The Conference Board Employment Trends Index™ (ETI) declined slightly in March. The index now stands at 127.65, down from 127.77 in February. However, that still represents a 5.6 percent gain in the ETI compared to a year ago.

"The growth in the Employment Trends Index slowed down in the first quarter of 2015," said Gad Levanon, Managing Director of Macroeconomic and Labor Market Research at The Conference Board. "The combination of the disappointing March employment report and the recent weakness in the ETI suggests that the likelihood of a slowdown in employment has increased. Even so, it is unlikely that job growth in the second quarter would fall much below the trend of 200,000 jobs per month."

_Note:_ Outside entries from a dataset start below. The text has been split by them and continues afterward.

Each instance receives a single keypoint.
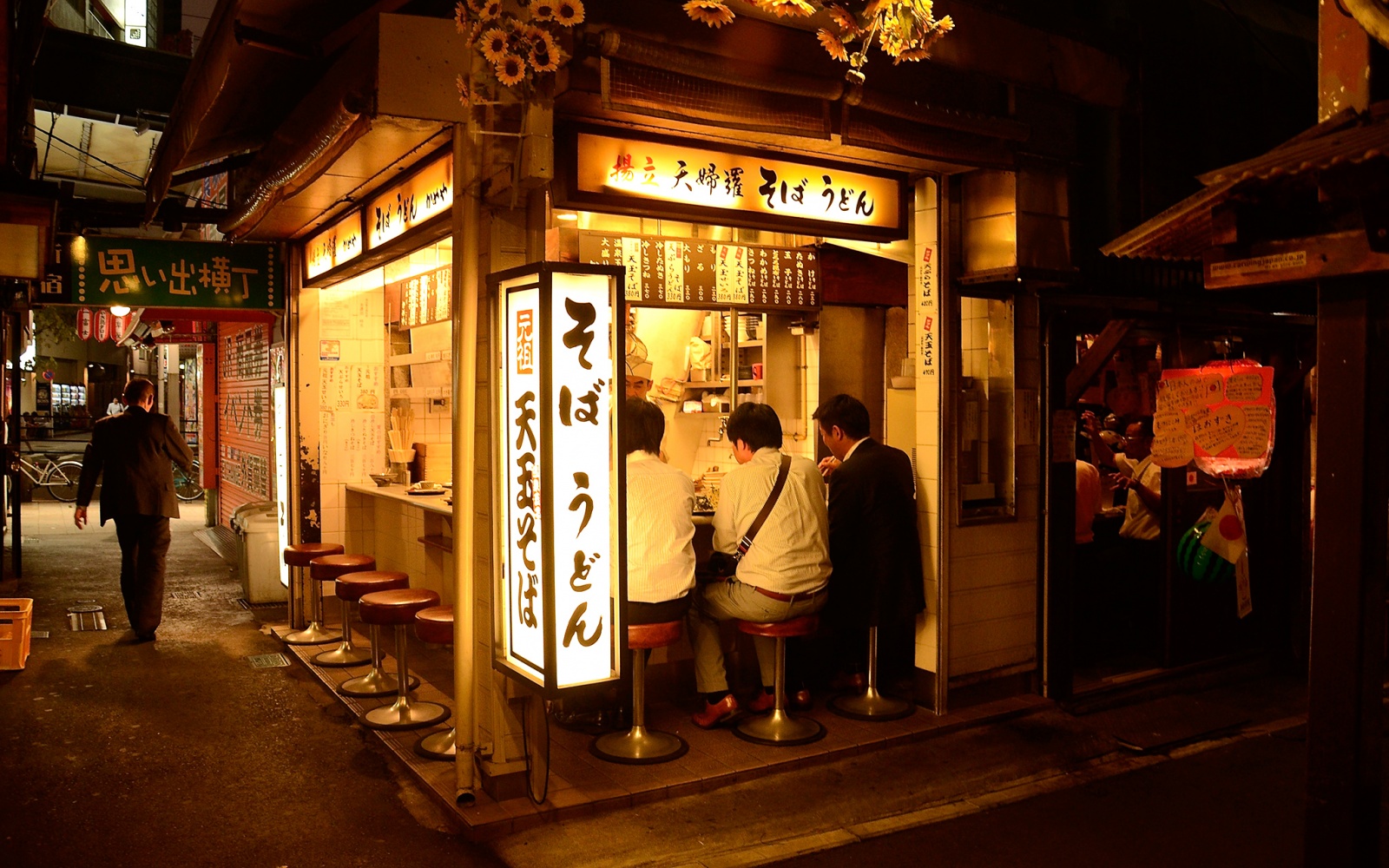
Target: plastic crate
(16, 625)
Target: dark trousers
(145, 542)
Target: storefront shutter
(243, 418)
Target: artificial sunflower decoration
(903, 30)
(714, 13)
(510, 69)
(495, 45)
(518, 39)
(800, 9)
(569, 13)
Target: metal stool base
(872, 706)
(344, 656)
(314, 634)
(374, 684)
(438, 746)
(405, 714)
(780, 729)
(638, 746)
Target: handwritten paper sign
(1220, 416)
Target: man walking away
(132, 453)
(874, 543)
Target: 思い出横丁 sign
(692, 180)
(160, 273)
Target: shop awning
(1188, 229)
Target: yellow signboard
(410, 203)
(684, 175)
(333, 247)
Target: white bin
(260, 556)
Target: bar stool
(398, 608)
(870, 705)
(435, 627)
(351, 587)
(642, 746)
(299, 556)
(780, 728)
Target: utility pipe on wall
(467, 219)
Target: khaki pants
(717, 602)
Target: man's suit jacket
(874, 543)
(132, 453)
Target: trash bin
(259, 556)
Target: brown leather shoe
(717, 714)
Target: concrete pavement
(181, 753)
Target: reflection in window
(984, 410)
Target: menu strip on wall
(701, 273)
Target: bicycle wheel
(187, 485)
(62, 481)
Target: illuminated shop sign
(699, 273)
(559, 573)
(410, 203)
(168, 273)
(687, 178)
(333, 247)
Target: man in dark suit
(874, 543)
(132, 453)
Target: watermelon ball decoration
(1198, 562)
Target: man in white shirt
(782, 575)
(660, 527)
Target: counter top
(431, 503)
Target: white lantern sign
(560, 555)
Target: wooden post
(1345, 719)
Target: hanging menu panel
(699, 273)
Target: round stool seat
(332, 566)
(299, 555)
(653, 635)
(778, 629)
(435, 624)
(391, 608)
(353, 585)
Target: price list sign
(699, 273)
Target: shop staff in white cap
(638, 377)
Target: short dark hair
(1145, 424)
(846, 411)
(643, 425)
(756, 425)
(136, 389)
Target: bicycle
(59, 477)
(185, 485)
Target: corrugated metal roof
(1184, 231)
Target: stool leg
(638, 746)
(780, 728)
(314, 634)
(345, 654)
(403, 713)
(870, 705)
(379, 682)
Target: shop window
(985, 411)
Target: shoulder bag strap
(767, 509)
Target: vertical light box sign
(581, 423)
(524, 418)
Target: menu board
(425, 298)
(701, 273)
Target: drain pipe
(467, 219)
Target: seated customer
(784, 573)
(660, 528)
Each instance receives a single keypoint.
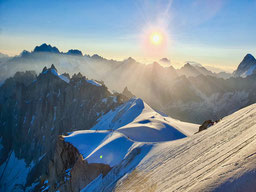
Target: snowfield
(131, 127)
(221, 158)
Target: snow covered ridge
(131, 126)
(54, 71)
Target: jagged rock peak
(53, 67)
(44, 69)
(247, 66)
(126, 92)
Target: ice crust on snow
(133, 124)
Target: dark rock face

In March, the negative contributions from Percentage of Firms with Positions Not Able to Fill Right Now, Ratio of Involuntarily Part-time to All Part-time Workers and Percentage of Respondents Who Say They Find "Jobs Hard to Get" more than offset positive contributions from the remaining five components.

The Employment Trends Index aggregates eight labor-market indicators, each of which has proven accurate in its own area. Aggregating individual indicators into a composite index filters out "noise" to show underlying trends more clearly.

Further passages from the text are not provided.